Raised during the Great Depression, Temple was born to a banker and a housewife. She was just three years old when she landed her first contract with Educational Pictures, making her acting debut in a series of low-budget movies dubbed “Baby Burlesques”. Her mother took advantage of her toddler’s natural flair for dancing by enrolling her in dance classes a few months later. Her father became her agent and financial adviser.

And that was just the beginning of what would become a lifetime in the spotlight for the young California girl. The “Baby Burlesques” films caught the attention of the big movie studios in Hollywood, and the Fox Film Corporation was the first of the majors to sign her on. 

By 6, Temple starred in Carolina, her first Hollywood feature film. With Fox, she made eight more films, including Little Miss Marker, which went on to become a box-office smash. The nation, still reeling from the Great Depression, flocked to the theaters to see Temple’s movies, which provided a morale boost for Americans struggling through the economic downturn. In fact, President Franklin D. Roosevelt called Temple “Little Miss Miracle”, giving her credit for raising the nation’s morale during times of economic hardship, even going so far as to say, “As long as our country has Shirley Temple, we will be all right.”

Temple received a special Academy Award in the mid-1930s for her song-and-dance routine in 1934’s Bright Eyes, in which she danced to the tune of On the Good Ship Lollipop. She was also “Outstanding Personality” of 1934. In 1940, by the time she was 12 years old, Temple had 43 movies to her credit.
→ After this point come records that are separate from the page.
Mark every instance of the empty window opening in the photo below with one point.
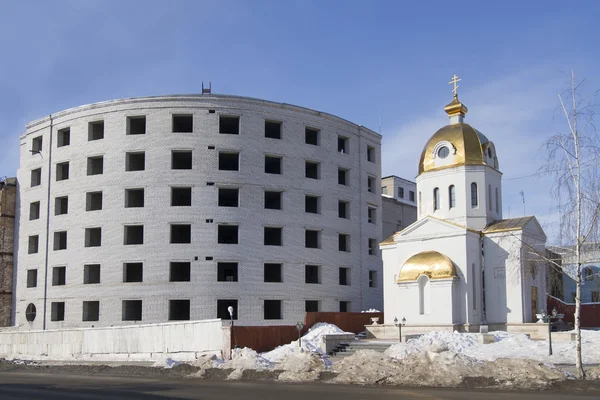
(60, 240)
(91, 274)
(312, 170)
(181, 233)
(273, 272)
(91, 311)
(61, 205)
(179, 310)
(93, 237)
(272, 309)
(33, 244)
(229, 125)
(312, 274)
(62, 171)
(272, 165)
(93, 201)
(96, 130)
(228, 234)
(311, 136)
(229, 161)
(57, 312)
(64, 137)
(181, 197)
(228, 197)
(180, 271)
(133, 272)
(273, 200)
(132, 310)
(344, 276)
(36, 177)
(273, 129)
(133, 234)
(34, 210)
(136, 125)
(95, 165)
(273, 236)
(135, 161)
(183, 123)
(181, 159)
(227, 272)
(222, 309)
(134, 198)
(32, 278)
(312, 204)
(312, 239)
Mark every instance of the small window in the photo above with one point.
(272, 309)
(57, 312)
(93, 201)
(183, 123)
(60, 240)
(229, 125)
(135, 161)
(181, 196)
(91, 274)
(64, 137)
(312, 239)
(273, 200)
(312, 170)
(36, 177)
(59, 276)
(229, 161)
(95, 165)
(181, 159)
(228, 234)
(33, 244)
(227, 272)
(32, 278)
(273, 236)
(312, 274)
(311, 136)
(228, 197)
(93, 237)
(273, 129)
(34, 210)
(133, 272)
(136, 125)
(132, 310)
(273, 272)
(96, 130)
(61, 205)
(62, 171)
(91, 311)
(181, 233)
(180, 271)
(134, 198)
(273, 165)
(133, 234)
(179, 310)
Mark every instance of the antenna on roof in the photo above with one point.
(207, 90)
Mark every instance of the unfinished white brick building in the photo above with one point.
(176, 207)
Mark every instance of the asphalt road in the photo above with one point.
(18, 385)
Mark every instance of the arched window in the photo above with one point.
(474, 199)
(436, 199)
(451, 196)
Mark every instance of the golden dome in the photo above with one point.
(431, 263)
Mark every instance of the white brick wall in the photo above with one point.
(157, 178)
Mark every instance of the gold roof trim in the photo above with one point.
(431, 263)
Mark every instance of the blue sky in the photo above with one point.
(386, 61)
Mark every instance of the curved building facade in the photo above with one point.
(177, 207)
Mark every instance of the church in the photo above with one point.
(461, 266)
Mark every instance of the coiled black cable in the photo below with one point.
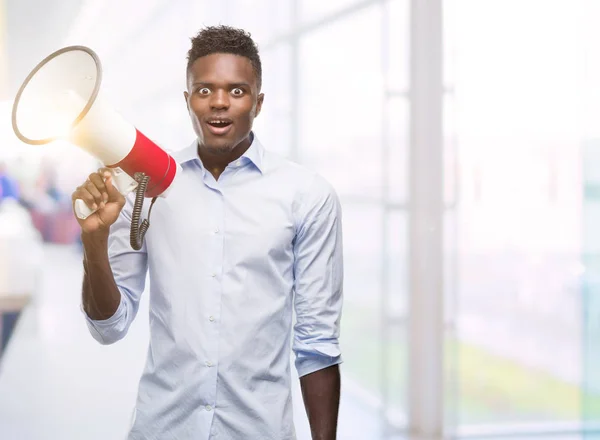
(138, 231)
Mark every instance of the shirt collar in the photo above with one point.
(254, 153)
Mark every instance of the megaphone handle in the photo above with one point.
(82, 210)
(124, 183)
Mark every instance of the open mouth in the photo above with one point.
(219, 122)
(219, 126)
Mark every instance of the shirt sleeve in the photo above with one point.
(129, 268)
(318, 279)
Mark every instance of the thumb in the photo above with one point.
(113, 193)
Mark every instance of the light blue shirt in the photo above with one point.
(230, 261)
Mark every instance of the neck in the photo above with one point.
(217, 161)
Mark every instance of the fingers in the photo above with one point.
(113, 193)
(93, 191)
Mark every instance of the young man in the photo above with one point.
(244, 238)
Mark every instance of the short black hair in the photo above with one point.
(225, 39)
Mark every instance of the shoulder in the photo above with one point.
(312, 193)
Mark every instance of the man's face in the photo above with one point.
(223, 100)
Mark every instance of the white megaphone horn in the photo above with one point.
(60, 100)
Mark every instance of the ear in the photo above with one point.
(259, 101)
(186, 95)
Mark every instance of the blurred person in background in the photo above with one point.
(244, 238)
(9, 187)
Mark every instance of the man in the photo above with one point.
(243, 239)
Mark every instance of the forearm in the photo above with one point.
(321, 393)
(100, 294)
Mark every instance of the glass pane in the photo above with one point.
(264, 19)
(273, 125)
(519, 221)
(397, 46)
(396, 159)
(312, 10)
(341, 103)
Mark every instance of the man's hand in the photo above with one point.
(321, 393)
(98, 192)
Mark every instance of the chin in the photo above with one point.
(222, 147)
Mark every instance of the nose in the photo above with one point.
(220, 100)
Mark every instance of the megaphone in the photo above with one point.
(60, 100)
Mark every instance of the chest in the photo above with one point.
(241, 221)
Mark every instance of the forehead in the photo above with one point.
(222, 68)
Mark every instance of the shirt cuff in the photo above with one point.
(310, 364)
(100, 327)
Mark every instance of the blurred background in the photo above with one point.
(463, 138)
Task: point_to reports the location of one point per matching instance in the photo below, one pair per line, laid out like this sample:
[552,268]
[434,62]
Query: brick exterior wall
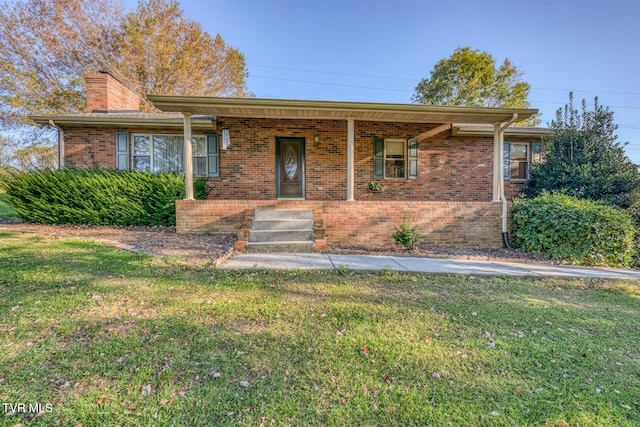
[450,168]
[105,93]
[461,224]
[90,147]
[450,201]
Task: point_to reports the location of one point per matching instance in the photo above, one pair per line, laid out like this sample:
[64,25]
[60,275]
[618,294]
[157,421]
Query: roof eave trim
[477,131]
[118,122]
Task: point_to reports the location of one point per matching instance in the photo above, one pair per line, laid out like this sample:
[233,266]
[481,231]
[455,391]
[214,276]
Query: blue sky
[378,51]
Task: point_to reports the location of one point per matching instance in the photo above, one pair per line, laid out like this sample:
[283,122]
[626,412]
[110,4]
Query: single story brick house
[449,170]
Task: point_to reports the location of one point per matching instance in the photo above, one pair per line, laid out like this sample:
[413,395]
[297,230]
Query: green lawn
[110,338]
[6,212]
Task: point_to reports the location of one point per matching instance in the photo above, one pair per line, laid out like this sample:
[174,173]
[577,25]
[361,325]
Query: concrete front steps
[280,230]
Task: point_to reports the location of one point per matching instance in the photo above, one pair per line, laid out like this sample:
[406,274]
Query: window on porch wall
[518,157]
[395,158]
[165,154]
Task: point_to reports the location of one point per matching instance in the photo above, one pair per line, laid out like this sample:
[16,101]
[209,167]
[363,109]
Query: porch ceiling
[334,110]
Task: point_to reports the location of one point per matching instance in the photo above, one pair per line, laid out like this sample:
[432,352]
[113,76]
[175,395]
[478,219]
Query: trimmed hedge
[566,228]
[96,196]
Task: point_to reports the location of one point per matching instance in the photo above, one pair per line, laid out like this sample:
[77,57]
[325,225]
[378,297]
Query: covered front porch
[368,223]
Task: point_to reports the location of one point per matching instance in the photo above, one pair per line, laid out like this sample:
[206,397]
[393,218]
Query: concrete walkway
[367,263]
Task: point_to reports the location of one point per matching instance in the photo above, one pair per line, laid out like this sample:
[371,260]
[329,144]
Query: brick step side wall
[461,224]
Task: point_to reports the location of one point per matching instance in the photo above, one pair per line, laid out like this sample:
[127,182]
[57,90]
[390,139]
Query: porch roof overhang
[465,129]
[336,110]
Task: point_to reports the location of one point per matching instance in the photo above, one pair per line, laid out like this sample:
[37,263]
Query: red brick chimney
[105,94]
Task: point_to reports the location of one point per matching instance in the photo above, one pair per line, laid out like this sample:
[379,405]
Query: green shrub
[566,228]
[95,196]
[406,235]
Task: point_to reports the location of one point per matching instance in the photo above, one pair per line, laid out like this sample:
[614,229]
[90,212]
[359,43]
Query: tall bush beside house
[566,228]
[94,196]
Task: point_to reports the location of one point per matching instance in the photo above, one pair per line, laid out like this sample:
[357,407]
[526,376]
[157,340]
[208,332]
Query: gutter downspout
[503,198]
[60,144]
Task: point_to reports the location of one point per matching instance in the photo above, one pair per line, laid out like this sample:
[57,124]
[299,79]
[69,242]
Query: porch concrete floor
[367,263]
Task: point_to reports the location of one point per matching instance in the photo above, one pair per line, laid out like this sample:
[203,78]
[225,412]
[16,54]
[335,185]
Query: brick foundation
[459,224]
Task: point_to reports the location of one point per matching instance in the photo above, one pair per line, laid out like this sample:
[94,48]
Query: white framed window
[395,158]
[517,157]
[161,153]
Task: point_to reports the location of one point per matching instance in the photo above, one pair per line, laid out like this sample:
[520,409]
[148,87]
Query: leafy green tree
[584,159]
[472,78]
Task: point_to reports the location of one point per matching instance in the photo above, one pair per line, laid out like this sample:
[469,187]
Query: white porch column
[497,162]
[188,158]
[350,158]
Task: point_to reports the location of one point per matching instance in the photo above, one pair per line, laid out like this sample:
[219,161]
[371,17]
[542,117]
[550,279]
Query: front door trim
[279,141]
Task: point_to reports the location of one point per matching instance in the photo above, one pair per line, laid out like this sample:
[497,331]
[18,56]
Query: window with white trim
[165,153]
[395,155]
[395,158]
[518,157]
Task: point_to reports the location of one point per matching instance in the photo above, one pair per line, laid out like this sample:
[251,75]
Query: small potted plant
[375,187]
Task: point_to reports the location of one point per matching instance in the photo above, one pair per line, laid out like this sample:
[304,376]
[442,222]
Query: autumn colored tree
[46,47]
[165,53]
[472,78]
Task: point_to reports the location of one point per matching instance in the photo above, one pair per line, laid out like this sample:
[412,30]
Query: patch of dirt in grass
[434,251]
[191,249]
As the most-famous little girl in the world with the bouncing golden corkscrew curls began to mature, her popularity with movie audiences began to wane. As an adolescent, her appearance in 1940’s The Blue Bird failed at the box office. In 1947, at the age of 19, she appeared with Cary Grant and Myrna Loy in The Bachelor and the Bobby Soxer. Though the film received critical praise, moviegoers did not receive it well. By then, audiences were coming to terms with the fact that their “Little Miss Miracle” was growing up.

Throughout the 1950s and 1960s, Temple Black (who married Black in 1950) began working in television, appearing sporadically on the small screen. From 1958 to 1961, she starred in her own NBC anthology series, Shirley Temple’s Storybook. During the show’s final year on the air, it was retitled The Shirley Temple Show.
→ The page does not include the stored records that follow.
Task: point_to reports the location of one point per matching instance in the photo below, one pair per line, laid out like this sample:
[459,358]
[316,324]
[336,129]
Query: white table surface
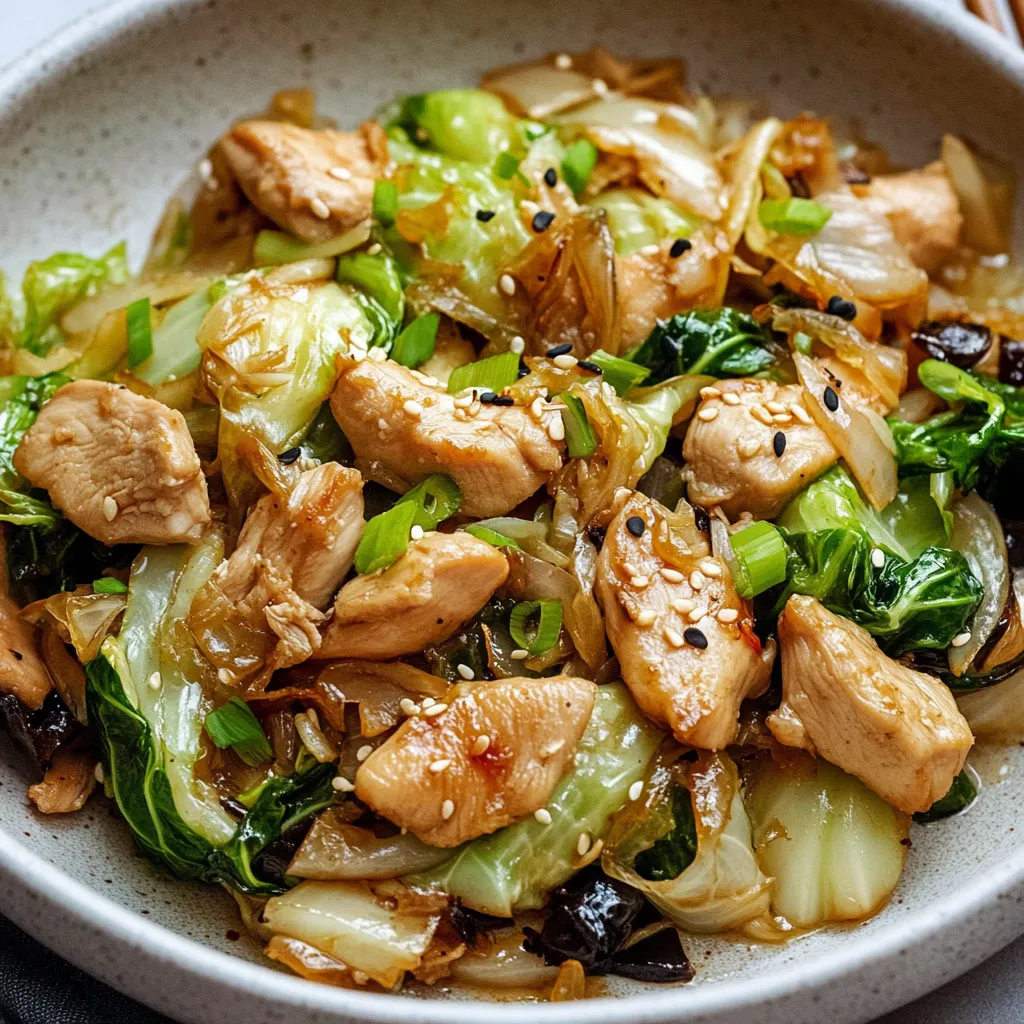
[992,993]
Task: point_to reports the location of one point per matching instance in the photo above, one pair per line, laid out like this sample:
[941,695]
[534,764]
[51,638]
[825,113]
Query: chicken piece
[22,671]
[730,450]
[495,755]
[899,731]
[403,429]
[121,467]
[684,640]
[440,581]
[315,184]
[262,607]
[924,211]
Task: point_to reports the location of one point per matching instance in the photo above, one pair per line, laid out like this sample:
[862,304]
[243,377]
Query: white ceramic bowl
[97,127]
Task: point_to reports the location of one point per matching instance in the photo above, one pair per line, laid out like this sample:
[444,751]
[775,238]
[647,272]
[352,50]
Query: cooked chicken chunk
[494,756]
[22,671]
[683,638]
[315,184]
[403,429]
[121,467]
[899,731]
[730,450]
[261,608]
[422,598]
[925,213]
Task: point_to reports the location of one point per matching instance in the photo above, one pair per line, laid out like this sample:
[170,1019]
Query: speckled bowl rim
[55,893]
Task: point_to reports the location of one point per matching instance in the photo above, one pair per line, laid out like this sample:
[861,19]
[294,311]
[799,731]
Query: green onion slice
[535,625]
[794,216]
[580,439]
[138,315]
[235,725]
[492,374]
[759,559]
[621,374]
[416,343]
[385,538]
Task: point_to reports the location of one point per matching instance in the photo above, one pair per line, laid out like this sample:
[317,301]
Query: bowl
[99,125]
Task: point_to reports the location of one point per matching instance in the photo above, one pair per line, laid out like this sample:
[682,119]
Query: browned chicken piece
[315,184]
[262,607]
[121,467]
[730,448]
[683,638]
[440,582]
[22,671]
[402,428]
[899,731]
[925,213]
[494,755]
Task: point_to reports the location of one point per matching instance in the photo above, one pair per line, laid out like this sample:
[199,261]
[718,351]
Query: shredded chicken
[402,429]
[730,449]
[494,755]
[315,184]
[684,640]
[440,582]
[899,731]
[121,467]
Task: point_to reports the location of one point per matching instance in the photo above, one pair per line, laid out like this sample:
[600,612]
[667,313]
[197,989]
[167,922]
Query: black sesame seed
[542,220]
[636,525]
[842,307]
[695,638]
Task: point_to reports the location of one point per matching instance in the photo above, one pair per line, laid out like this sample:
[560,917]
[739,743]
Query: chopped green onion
[436,499]
[579,164]
[493,374]
[542,636]
[493,538]
[385,203]
[274,248]
[759,560]
[138,315]
[794,216]
[235,725]
[416,344]
[621,374]
[580,439]
[108,585]
[385,538]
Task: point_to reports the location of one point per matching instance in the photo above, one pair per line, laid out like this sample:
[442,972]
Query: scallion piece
[416,343]
[436,499]
[385,538]
[235,725]
[621,374]
[580,439]
[493,374]
[139,321]
[579,164]
[535,625]
[108,585]
[794,216]
[759,559]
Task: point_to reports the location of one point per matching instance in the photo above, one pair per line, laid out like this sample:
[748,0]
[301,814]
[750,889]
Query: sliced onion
[978,536]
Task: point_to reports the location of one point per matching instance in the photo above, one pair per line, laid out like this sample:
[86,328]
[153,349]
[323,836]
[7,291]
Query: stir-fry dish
[547,522]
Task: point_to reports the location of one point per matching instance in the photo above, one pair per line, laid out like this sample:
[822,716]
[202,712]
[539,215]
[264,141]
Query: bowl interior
[99,133]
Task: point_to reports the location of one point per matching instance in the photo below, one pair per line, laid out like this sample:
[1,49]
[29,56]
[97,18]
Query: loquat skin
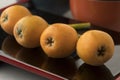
[11,15]
[27,31]
[58,40]
[95,47]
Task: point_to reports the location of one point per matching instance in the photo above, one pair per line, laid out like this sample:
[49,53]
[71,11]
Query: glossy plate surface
[73,68]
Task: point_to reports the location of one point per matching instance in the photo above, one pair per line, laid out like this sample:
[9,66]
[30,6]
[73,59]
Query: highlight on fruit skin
[11,15]
[95,47]
[27,30]
[58,40]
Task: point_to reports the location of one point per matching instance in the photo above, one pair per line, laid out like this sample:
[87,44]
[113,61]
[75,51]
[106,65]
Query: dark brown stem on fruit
[5,18]
[101,51]
[19,32]
[49,41]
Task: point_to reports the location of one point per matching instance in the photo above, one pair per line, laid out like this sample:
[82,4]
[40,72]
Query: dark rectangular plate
[72,67]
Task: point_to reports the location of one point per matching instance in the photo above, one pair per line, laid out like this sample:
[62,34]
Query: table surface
[9,72]
[17,74]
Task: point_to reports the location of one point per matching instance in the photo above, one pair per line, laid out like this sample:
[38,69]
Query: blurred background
[57,7]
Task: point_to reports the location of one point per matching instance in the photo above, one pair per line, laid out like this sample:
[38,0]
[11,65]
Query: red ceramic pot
[98,12]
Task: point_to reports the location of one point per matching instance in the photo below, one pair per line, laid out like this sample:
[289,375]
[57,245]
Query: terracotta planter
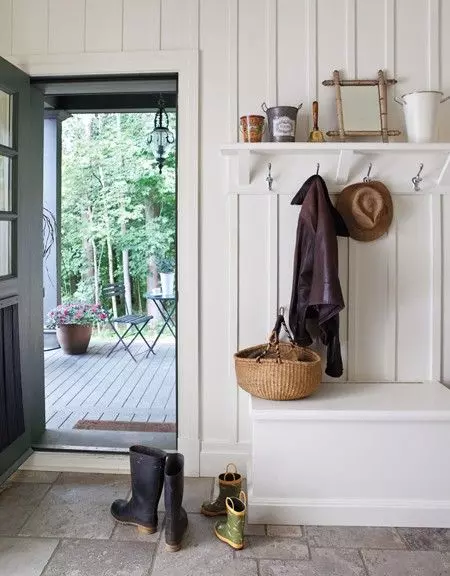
[74,338]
Temple Black recognized that her work in entertainment appeared to be coming to an end, so she refocused her efforts on a career in public service. In 1967, she unsuccessfully ran for a California Congressional seat. In 1969, she became ambassador to the United Nations for one year. Then, in 1974, Temple Black was appointed ambassador to Ghana. In 1976 – just in time for the nation’s Bicentennial celebration – she became chief of protocol of the United States, a position she would hold until 1977.

In 1988, Temple Black became the only person, to date, to achieve the rank of honorary U.S. Foreign Service Officer. Her ambassador duties were far from over at that point in her life. From 1989 to 1992, she served as ambassador to Czechoslovakia.

In 1998, Temple Black’s accomplishments as an actress, entertainer and diplomat were recognized at the Kennedy Center Honors, held at the Kennedy Center for the Performing Arts in Washington, D.C. In 2005, she received a Lifetime Achievement Award from the Screen Actors Guild.

There will never be another Shirley Temple. And, we won’t ever forget her.